わたしは、15年もその大企業にいたので、私の社会人としての基礎は、間違いなくその会社で作られました。

それに対しては、感謝の気持ちしかありません。

そして今も別に、その会社が嫌いになったわけでもなく、愛着を持っていますし、今後も会社として成長、存続し続けてほしいと思っています。

ただし、その会社を出てみて初めて客観的に大企業の良いところ、悪いところを感じることができました

その会社にいたときは、それが当たり前だと思って、何も疑問に感じなかったことばかり

まあ考えてみれば、社会人になってから1社しか在籍経験がないのですから、それがデファクトスタンダードになるのは当たり前。
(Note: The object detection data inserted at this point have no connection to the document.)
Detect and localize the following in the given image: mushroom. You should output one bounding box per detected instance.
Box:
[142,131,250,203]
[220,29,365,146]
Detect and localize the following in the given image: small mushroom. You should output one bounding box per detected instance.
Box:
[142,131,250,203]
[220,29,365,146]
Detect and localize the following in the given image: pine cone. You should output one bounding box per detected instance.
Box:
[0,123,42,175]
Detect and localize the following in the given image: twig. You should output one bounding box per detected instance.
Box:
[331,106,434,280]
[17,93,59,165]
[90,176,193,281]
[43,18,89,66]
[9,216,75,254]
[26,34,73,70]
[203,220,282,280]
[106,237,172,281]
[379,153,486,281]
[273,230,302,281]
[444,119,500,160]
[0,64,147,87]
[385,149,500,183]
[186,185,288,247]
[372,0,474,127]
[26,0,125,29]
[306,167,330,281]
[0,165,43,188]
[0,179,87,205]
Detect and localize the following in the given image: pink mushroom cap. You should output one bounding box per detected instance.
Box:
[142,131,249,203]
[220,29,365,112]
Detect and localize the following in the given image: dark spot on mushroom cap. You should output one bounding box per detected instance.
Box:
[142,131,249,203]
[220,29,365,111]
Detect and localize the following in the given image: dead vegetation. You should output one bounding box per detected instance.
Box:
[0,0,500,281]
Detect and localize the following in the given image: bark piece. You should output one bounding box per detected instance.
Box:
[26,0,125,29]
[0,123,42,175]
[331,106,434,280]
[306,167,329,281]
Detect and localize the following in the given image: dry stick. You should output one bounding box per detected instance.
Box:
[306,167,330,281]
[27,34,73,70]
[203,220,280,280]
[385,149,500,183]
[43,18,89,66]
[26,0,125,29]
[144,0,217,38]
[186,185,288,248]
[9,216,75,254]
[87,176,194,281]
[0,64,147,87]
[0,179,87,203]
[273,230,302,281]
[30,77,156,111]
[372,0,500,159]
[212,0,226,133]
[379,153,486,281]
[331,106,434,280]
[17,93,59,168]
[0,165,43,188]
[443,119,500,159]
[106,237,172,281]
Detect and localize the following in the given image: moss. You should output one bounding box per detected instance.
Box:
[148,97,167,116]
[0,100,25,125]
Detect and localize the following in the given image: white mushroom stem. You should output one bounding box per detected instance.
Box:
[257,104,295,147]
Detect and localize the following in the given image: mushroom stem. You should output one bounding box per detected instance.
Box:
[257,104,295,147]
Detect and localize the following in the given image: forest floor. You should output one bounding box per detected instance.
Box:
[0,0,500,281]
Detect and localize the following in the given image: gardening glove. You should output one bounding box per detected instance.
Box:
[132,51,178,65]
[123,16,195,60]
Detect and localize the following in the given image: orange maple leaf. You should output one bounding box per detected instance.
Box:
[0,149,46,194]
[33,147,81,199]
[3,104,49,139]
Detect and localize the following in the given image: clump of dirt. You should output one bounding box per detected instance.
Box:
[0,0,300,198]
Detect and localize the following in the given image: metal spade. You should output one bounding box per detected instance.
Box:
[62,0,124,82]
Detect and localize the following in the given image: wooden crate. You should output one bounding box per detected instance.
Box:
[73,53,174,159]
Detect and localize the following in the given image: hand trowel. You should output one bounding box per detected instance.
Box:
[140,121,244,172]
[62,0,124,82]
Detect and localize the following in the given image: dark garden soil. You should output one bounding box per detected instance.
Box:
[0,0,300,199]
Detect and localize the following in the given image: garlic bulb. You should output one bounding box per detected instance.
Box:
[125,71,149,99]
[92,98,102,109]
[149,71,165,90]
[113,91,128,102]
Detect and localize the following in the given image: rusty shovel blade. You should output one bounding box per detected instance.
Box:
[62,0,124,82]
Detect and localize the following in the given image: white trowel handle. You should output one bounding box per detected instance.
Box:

でもそれは決して、世の中のデファクトスタンダードじゃなかった・・・。

転職してみてわかったことです。

なので、転職してみてわかったことは、まとめると以下の8つ。

①大企業はそれなりに優秀な人が多い(平均点が高い)
②地頭がそれなりにいいので、行動力に欠ける(頭で物事を考えて結論を出しがち)
③大企業は福利厚生がしっかりしてる(目に見えない収入がある)→感覚的には50~80万/年
④大企業はサイロ化(縦割り)が進んており、部分最適。
⑤大企業は役職が多く、無意味な承認ルートが多く存在(根回し文化)
⑥ネームバリューがあるので、近所で大きい顔ができる(本当に無意味なことですが)
⑦それなりにメリットがあるので、人の流動性が低く、人材がだぶついている(使えない人も多くいる)
⑧大きいことを成し遂げるには、企業規模、ネームバリュー、ブランド力は必須(日本社会では)

では、次に1つずつ解説していきますね。

 

①大企業はそれなりに優秀な人が多い(平均点が高い)

これは大企業に勤めている人であれば、だれでも感じることと思います。

会う人会う人、まともです。

人間としてはともかく、頭はそれなりにいいんだろうなと。

あと、常識を持っている人が多いということ。

破天荒な人はいない。無理難題を言う人もほとんどいない。

まあ、採用の段階で、ふるいにかけているんでしょう。

人事部門が同じ人なので、結果的に採用される人の同質性が高まります。

よって、同じような人が集まっている印象。

これが人事採用として良い時代もあったと思うけど、今は多様化の時代なのでそぐわなくなってきてる。

でも歴史ある大企業は、そこを変える柔軟性はない。

結果として、同じような人を採用し続けてる。

その会社に属している人としては、これはこれで心地よいんですけどね(笑)

 

②地頭がそれなりにいいので、行動力に欠ける(頭で物事を考えて結論を出しがち)

これも大企業あるあるですね。

「とりあえずやってみなはれ」という松下幸之助的な発想ではない。

やる前から、ストップがかかる。

机上できちんと投資対効果を訴えることができなければ、その事業に対してのGOサインは出ない。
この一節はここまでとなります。